Extreme California Drought Pays Off for Some

How Climate Change Costs Could Soar to the Billions

The drought in California – the third worst on record – will cost the state $2.2 billion and put more than 17,000 seasonal and part-time agricultural workers out of work this year, says a new report from the University of California, Davis, which was released this week in Washington. But some homeowners and property owners may see a nifty payoff.

Under beefed-up “cash for grass” programs now in place in many southern California cities, qualifying homeowners can get as much as $3 a square foot to rip out their lawns and replace them with artificial turf, succulents or other foliage that’s far less dependent on water.

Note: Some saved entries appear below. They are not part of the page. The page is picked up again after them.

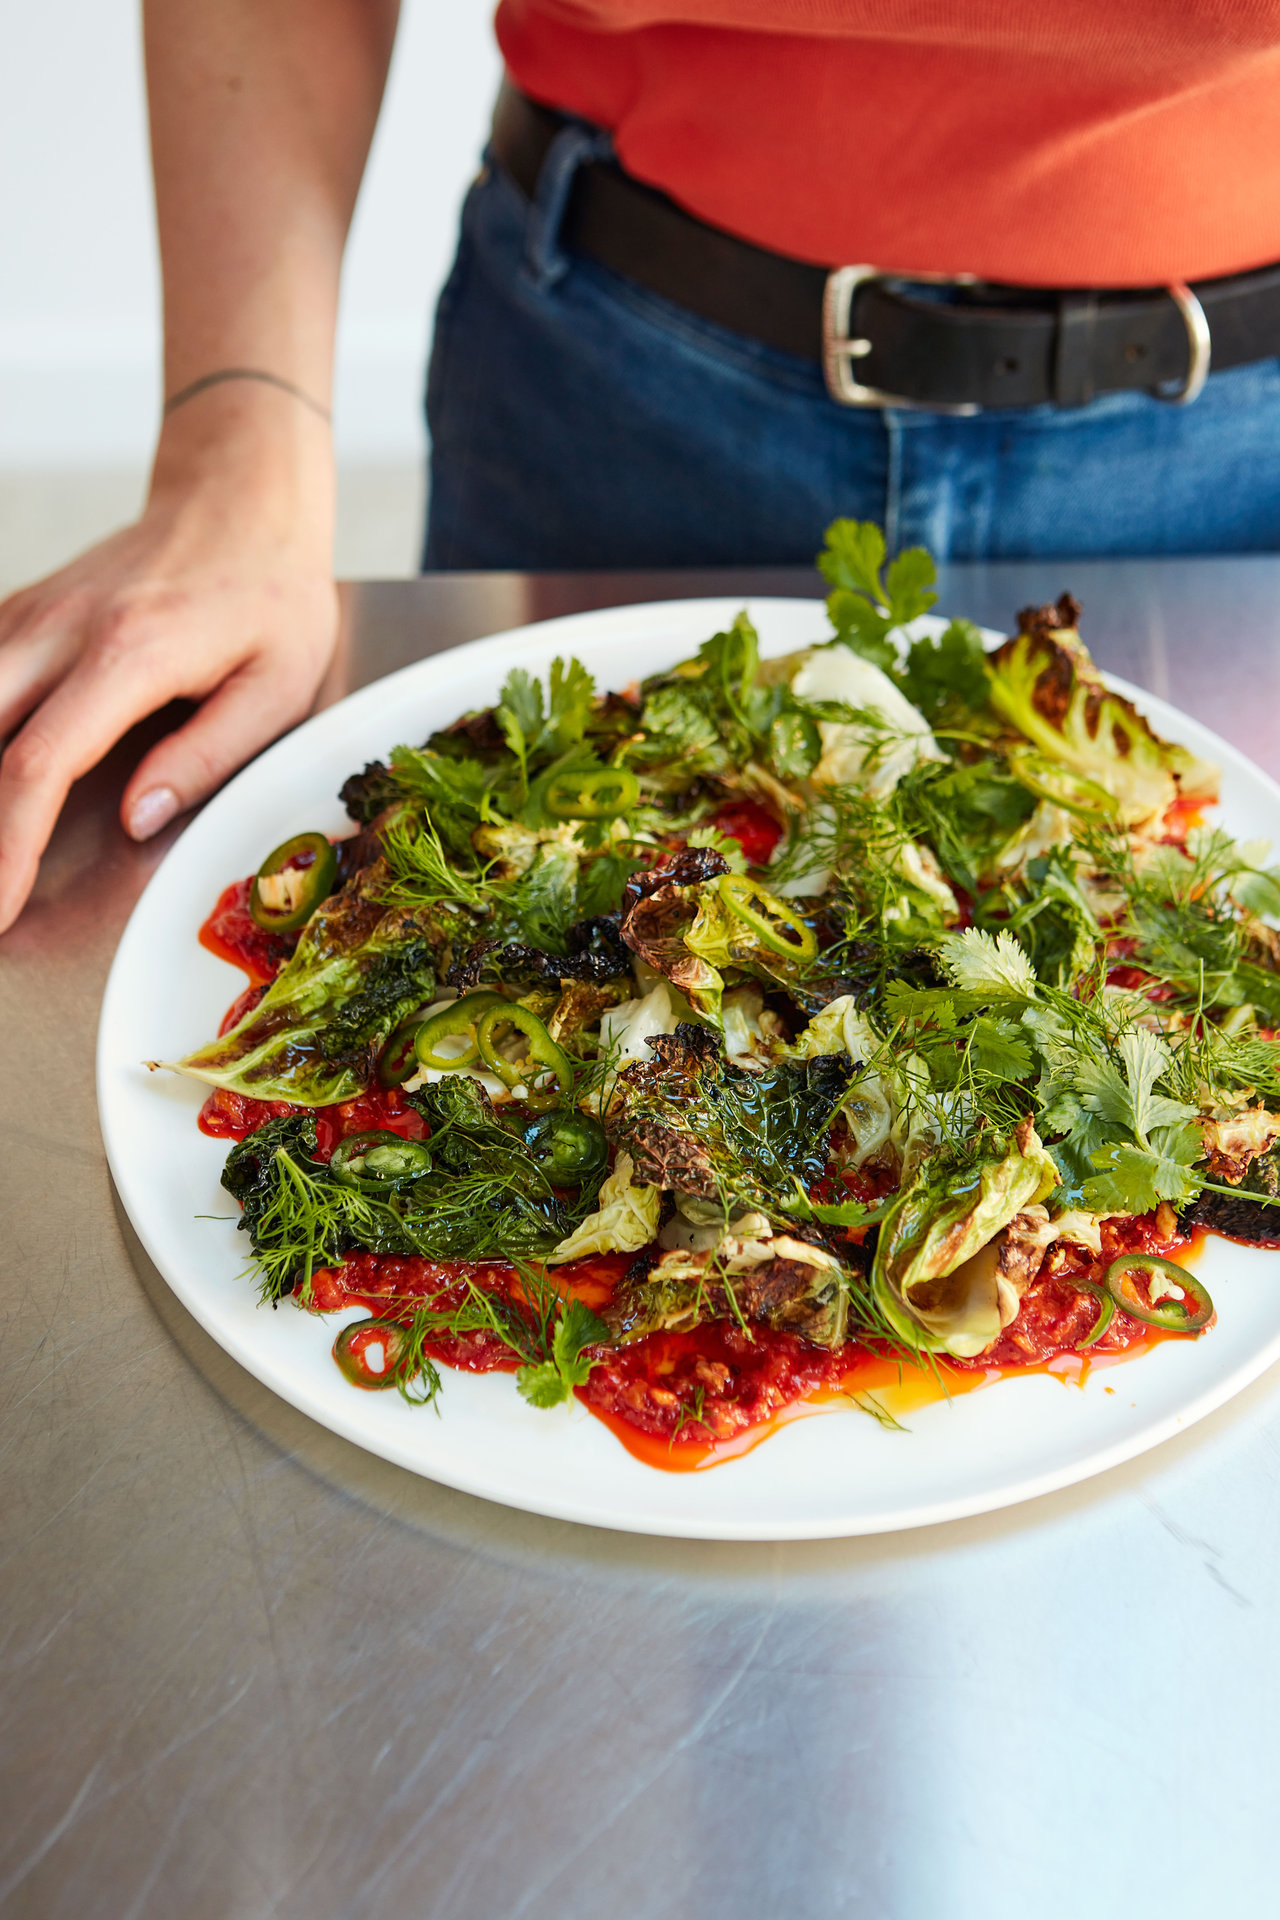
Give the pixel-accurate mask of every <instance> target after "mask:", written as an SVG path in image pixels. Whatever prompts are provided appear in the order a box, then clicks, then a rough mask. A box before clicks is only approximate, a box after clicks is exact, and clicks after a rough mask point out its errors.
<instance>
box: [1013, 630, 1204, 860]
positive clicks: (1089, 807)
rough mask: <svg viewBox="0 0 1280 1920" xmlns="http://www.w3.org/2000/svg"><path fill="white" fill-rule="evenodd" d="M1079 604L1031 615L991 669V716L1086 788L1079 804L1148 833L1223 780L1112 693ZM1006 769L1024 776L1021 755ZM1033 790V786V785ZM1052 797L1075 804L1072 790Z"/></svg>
mask: <svg viewBox="0 0 1280 1920" xmlns="http://www.w3.org/2000/svg"><path fill="white" fill-rule="evenodd" d="M1079 616H1080V609H1079V603H1077V601H1075V599H1073V597H1071V595H1069V593H1063V595H1061V599H1059V601H1057V605H1055V607H1027V609H1025V611H1023V612H1021V614H1019V632H1017V636H1015V637H1013V639H1007V641H1006V643H1004V647H1000V649H998V651H996V653H994V655H992V657H990V659H988V662H986V674H988V682H990V701H992V707H994V708H996V710H998V712H1000V714H1002V716H1004V718H1006V720H1007V722H1009V724H1011V726H1015V728H1017V732H1019V733H1023V735H1025V737H1027V739H1029V741H1031V743H1032V745H1034V747H1038V749H1040V753H1042V755H1046V756H1048V760H1050V762H1055V764H1057V766H1059V768H1065V770H1067V772H1069V774H1075V776H1079V778H1080V780H1082V781H1086V789H1084V793H1080V795H1077V803H1080V804H1082V808H1084V810H1086V812H1096V810H1098V795H1100V793H1102V795H1109V797H1111V803H1113V806H1115V814H1117V820H1119V822H1121V824H1123V826H1142V824H1148V822H1151V820H1159V816H1161V814H1163V812H1165V810H1167V808H1169V806H1171V804H1173V803H1174V799H1176V797H1178V793H1182V795H1188V797H1196V799H1203V801H1211V799H1215V795H1217V781H1219V770H1217V768H1215V766H1209V762H1207V760H1197V758H1196V755H1192V753H1188V751H1186V747H1176V745H1173V743H1171V741H1163V739H1161V737H1159V735H1157V733H1155V732H1153V728H1151V726H1150V722H1148V720H1144V716H1142V714H1140V712H1138V708H1136V707H1132V703H1130V701H1126V699H1121V695H1119V693H1111V691H1109V689H1107V685H1105V682H1103V680H1102V674H1100V672H1098V668H1096V666H1094V662H1092V660H1090V657H1088V653H1086V651H1084V647H1082V643H1080V636H1079V632H1077V620H1079ZM1009 764H1011V768H1013V772H1015V774H1017V772H1019V760H1017V755H1011V758H1009ZM1032 785H1034V781H1032ZM1050 797H1054V799H1057V801H1061V803H1067V804H1071V789H1069V787H1063V789H1061V791H1059V793H1052V795H1050Z"/></svg>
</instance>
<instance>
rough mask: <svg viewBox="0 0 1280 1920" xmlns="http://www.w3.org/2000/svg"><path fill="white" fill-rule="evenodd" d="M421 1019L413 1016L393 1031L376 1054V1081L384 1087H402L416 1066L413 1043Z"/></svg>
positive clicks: (414, 1046) (415, 1054)
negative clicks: (384, 1043) (412, 1019)
mask: <svg viewBox="0 0 1280 1920" xmlns="http://www.w3.org/2000/svg"><path fill="white" fill-rule="evenodd" d="M420 1025H422V1018H420V1016H415V1018H413V1020H407V1021H405V1023H403V1025H399V1027H397V1029H395V1033H393V1035H391V1039H390V1041H388V1043H386V1046H384V1048H382V1052H380V1054H378V1079H380V1083H382V1085H384V1087H403V1085H405V1081H407V1079H409V1075H411V1073H413V1071H415V1069H416V1066H418V1056H416V1050H415V1041H416V1037H418V1027H420Z"/></svg>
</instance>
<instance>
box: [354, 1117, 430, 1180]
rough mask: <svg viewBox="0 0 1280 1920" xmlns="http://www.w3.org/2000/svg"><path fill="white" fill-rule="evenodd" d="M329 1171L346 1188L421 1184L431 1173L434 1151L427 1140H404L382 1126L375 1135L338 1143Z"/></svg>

Related: What Extreme Weather Is Really Costing Us

In Los Angeles and Long Beach, qualifying homeowners can receive $3 a square foot for replacing their lawns. Pasadena is paying out at least $2 a square foot to homeowners (an application and photo submission process is required). San Diego is paying $1.50 a square foot, Burbank, $1 a square foot. Some cities have caps on the amount homeowners can receive, but the goal overall is conservation, conservation, conservation.

The L.A. district’s water department recently upped its payment from $2 a square foot to $3 as an added incentive. “Of the 600 million gallons of drinking water delivered daily in Los Angeles, about half is used for outdoor watering,” reports Environment and Energy News, which also says that since 2009, when L.A. first began its grass rebate program, more than 8 million square feet of turf has been replaced. That has saved 250 million gallons of water.

One family in Mar Vista, a section of L.A., removed its lawn – both front and back – even before the drought and replaced it with a variety of plants that include jade, bird of paradise, succulents and an olive tree. Artificial turf and urban jungles are becoming more common – though they’re hardly ubiquitous yet in this sun-loving state.

Related: The Vast, Out-of-Control Costs of Climate Change

Homeowners who do hang on to their grass lawns, though, are on alert. They can be fined up to $500 per day for watering their lawns, hosing down their sidewalks or washing their cars. California water regulators approved the fines Tuesday in the first statewide emergency move to combat the three-year-old drought.

Cal Water, which serves 475,000 customers, told CNBC the fine is “an additional mechanism ... to prohibit water uses outlined in the regulation. As a whole, Cal Water customers have collectively reduced their water use by 14 percent from 2007-2013.”

The UC Davis study made clear that groundwater reserves in California are helping in the battle against the drought. But Jay Lund, one of the study’s co-authors and director of the Center for Watershed Sciences, said his team expects “substantial local and regional economic and employment impacts. We need to treat that groundwater well so it will be there for future droughts.”

Here are other key numbers associated with the drought from the UC Davis report:

  • Direct costs to agriculture total $1.5 billion (revenue losses of $1 billion and $0.5 billion in additional pumping costs). This net revenue loss is about 3 percent of the state’s total agricultural value.

  • Five percent of irrigated cropland, or 428,000 acres, is going out of production in the Central Valley, Central Coast and Southern California due to the drought.

  • The Central Valley is hardest hit, particularly the Tulare Basin, with projected losses of $810 million, or 2.3 percent, in crop revenue; $203 million in dairy and livestock value; and $453 million in additional well-pumping costs.

  • Overdraft of groundwater is expected to cause additional wells in the Tulare Basin to run dry if the drought continues.

  • The drought is likely to continue through 2015, regardless of El Niño conditions.

  • Consumer food prices will be largely unaffected. Higher prices at the grocery store of high-value California crops like nuts, wine grapes and dairy foods are driven more by market demand than by the drought.